Bisectors of angles $A, B$ and $C$ of a triangle $ABC$ intersect its circumcircle at $D, E$ and $F$ respectively. Prove that the angles of the triangle $DEF$ are $90^{\circ}-\frac{1}{2} A, 90^{\circ}-\frac{1}{2} B$ and $90^{\circ}-\frac{1}{2} C$.

(N/A) The bisectors of $\angle A, \angle B$ and $\angle C$ of $\Delta ABC$ intersect the circumcircle of $\Delta ABC$ at $D, E$ and $F$ respectively.
$\angle FDE = \angle FDA + \angle EDA$ (Adjacent angles)
$= \angle FCA + \angle EBA$ (Angles in the same segment of the circle are equal)
$= \frac{1}{2} \angle C + \frac{1}{2} \angle B$ (Since $AD, BE, CF$ are angle bisectors)
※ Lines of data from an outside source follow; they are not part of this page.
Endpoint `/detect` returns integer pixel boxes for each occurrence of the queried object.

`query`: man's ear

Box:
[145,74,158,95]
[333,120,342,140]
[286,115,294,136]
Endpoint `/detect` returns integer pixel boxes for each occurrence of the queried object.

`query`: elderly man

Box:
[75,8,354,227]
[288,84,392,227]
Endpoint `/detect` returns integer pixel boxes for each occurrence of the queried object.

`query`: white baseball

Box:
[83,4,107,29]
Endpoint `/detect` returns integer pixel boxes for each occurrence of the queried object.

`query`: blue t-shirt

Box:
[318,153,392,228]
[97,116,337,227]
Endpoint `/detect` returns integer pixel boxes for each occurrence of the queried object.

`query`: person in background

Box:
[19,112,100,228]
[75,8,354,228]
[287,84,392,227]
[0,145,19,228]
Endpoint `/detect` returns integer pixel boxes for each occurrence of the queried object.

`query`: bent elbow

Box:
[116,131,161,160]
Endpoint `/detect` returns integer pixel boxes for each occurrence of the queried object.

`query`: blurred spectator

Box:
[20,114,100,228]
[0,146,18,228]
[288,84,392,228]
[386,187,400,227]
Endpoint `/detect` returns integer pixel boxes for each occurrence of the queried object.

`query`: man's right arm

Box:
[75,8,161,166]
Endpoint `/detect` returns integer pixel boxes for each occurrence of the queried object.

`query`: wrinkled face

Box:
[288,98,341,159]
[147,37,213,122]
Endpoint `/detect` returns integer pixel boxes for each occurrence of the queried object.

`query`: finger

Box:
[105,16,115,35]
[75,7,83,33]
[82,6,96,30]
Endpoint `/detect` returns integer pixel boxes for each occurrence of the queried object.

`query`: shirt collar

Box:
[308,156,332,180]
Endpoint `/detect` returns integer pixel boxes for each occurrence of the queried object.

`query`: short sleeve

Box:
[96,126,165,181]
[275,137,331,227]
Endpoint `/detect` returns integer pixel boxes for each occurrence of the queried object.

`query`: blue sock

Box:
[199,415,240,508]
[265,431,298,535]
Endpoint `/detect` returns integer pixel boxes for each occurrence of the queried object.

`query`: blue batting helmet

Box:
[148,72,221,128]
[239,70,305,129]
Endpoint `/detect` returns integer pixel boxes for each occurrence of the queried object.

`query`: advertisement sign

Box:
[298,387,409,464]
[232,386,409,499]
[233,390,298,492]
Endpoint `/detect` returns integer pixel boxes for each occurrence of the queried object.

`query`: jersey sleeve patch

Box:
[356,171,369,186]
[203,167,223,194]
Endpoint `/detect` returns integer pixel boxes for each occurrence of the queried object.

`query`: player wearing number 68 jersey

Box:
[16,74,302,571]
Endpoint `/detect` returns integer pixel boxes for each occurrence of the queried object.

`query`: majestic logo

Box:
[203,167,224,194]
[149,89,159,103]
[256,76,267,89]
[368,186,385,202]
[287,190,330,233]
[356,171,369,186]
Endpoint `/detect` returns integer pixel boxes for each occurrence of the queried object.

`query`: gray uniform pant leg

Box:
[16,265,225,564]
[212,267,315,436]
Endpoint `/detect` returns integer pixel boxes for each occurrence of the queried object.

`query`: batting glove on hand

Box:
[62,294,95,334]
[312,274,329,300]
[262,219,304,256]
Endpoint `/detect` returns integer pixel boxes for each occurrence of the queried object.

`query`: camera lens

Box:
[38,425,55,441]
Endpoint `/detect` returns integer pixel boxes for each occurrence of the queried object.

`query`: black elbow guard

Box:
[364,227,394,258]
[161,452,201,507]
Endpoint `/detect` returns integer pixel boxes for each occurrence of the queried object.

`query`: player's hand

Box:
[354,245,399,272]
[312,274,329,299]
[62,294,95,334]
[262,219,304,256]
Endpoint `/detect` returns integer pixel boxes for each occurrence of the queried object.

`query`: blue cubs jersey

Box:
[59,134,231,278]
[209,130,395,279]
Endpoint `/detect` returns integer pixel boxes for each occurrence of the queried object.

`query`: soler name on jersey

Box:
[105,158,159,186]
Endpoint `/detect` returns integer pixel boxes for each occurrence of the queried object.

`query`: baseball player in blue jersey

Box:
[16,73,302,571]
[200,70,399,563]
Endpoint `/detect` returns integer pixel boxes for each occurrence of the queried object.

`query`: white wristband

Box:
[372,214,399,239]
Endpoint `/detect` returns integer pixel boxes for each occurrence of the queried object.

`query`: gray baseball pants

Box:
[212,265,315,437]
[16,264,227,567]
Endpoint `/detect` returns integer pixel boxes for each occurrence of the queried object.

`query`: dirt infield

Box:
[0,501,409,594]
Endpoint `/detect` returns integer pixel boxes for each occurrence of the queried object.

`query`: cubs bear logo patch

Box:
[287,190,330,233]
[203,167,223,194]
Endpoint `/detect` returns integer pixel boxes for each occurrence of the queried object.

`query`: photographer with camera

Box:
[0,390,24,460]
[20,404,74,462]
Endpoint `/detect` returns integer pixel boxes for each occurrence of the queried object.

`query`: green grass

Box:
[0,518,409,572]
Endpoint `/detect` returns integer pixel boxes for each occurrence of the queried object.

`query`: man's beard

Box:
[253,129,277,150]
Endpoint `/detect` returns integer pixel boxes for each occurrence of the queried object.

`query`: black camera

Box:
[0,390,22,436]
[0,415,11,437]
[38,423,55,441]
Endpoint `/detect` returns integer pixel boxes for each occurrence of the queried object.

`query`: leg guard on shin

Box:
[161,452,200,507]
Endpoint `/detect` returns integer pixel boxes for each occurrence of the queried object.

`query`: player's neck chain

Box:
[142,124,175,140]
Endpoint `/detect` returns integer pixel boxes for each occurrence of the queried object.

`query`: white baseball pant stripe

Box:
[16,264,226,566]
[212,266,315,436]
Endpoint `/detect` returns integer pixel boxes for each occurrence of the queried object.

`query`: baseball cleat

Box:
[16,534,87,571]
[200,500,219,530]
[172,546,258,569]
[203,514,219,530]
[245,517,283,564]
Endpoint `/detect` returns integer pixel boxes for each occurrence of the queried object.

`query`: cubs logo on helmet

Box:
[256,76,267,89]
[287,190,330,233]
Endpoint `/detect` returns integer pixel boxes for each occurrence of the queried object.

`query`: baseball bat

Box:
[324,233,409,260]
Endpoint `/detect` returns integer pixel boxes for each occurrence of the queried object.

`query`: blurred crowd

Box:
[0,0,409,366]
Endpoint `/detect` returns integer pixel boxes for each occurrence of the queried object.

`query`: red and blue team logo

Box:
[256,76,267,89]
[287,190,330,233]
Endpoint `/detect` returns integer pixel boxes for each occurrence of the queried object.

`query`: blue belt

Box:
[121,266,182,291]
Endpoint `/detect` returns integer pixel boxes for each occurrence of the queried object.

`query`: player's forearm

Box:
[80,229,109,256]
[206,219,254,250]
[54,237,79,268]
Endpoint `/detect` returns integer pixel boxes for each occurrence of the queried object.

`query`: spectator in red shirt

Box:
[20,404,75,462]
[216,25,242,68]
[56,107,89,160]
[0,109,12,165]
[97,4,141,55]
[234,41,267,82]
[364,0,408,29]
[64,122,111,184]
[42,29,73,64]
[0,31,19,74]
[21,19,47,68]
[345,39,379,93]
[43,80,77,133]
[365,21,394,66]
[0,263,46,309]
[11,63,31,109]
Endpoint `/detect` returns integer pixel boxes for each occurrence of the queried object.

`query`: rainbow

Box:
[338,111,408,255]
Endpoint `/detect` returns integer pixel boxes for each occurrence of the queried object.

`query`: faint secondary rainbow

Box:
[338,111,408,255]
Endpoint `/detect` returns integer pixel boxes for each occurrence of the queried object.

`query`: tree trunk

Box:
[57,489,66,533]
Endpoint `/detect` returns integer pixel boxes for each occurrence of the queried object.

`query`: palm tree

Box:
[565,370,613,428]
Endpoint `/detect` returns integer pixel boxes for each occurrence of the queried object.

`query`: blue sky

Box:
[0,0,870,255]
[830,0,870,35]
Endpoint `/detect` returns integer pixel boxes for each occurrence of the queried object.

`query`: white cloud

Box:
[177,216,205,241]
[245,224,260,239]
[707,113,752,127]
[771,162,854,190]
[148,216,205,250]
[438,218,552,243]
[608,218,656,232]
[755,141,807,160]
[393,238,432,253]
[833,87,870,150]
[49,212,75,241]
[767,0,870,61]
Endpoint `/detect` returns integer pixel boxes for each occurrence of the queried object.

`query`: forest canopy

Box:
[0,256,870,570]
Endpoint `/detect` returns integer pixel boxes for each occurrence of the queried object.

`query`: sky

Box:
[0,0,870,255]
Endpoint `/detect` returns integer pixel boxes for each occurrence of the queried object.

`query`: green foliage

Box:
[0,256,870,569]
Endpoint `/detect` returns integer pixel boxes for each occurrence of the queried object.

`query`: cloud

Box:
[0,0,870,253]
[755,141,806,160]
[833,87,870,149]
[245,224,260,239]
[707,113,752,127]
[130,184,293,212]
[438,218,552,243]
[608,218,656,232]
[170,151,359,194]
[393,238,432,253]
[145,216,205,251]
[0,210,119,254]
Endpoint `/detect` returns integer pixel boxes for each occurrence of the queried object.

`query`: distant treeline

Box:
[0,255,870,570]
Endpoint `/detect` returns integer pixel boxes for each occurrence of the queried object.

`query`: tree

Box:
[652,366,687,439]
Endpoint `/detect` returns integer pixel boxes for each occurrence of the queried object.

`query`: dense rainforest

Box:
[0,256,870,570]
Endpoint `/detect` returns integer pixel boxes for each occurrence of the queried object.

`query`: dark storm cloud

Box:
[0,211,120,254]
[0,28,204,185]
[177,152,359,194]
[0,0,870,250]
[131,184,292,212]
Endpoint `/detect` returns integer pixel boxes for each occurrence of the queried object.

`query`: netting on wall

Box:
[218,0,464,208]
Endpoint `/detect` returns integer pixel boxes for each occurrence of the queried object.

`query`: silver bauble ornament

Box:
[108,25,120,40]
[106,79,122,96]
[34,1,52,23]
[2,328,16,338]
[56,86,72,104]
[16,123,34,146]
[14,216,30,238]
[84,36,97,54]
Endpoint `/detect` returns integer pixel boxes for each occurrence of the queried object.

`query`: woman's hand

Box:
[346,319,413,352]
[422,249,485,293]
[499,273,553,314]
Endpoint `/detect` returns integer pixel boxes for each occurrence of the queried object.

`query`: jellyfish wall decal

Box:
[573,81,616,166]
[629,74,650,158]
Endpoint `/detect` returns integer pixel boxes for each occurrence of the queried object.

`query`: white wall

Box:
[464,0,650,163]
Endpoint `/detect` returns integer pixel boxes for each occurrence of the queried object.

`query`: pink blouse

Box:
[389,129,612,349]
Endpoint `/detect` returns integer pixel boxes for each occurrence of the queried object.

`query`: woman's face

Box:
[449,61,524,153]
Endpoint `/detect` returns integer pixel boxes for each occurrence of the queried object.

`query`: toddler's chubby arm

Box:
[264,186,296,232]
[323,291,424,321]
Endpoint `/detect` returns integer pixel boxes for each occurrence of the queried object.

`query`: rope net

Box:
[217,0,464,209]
$= \frac{1}{2}(\angle B + \angle C)$
$= \frac{1}{2}(180^{\circ} - \angle A)$ (Since $\angle A + \angle B + \angle C = 180^{\circ}$)
$= 90^{\circ} - \frac{1}{2} \angle A$
Thus,$\angle FDE = 90^{\circ} - \frac{1}{2} \angle A$.
Similarly,$\angle DEF = 90^{\circ} - \frac{1}{2} \angle B$ and $\angle EFD = 90^{\circ} - \frac{1}{2} \angle C$.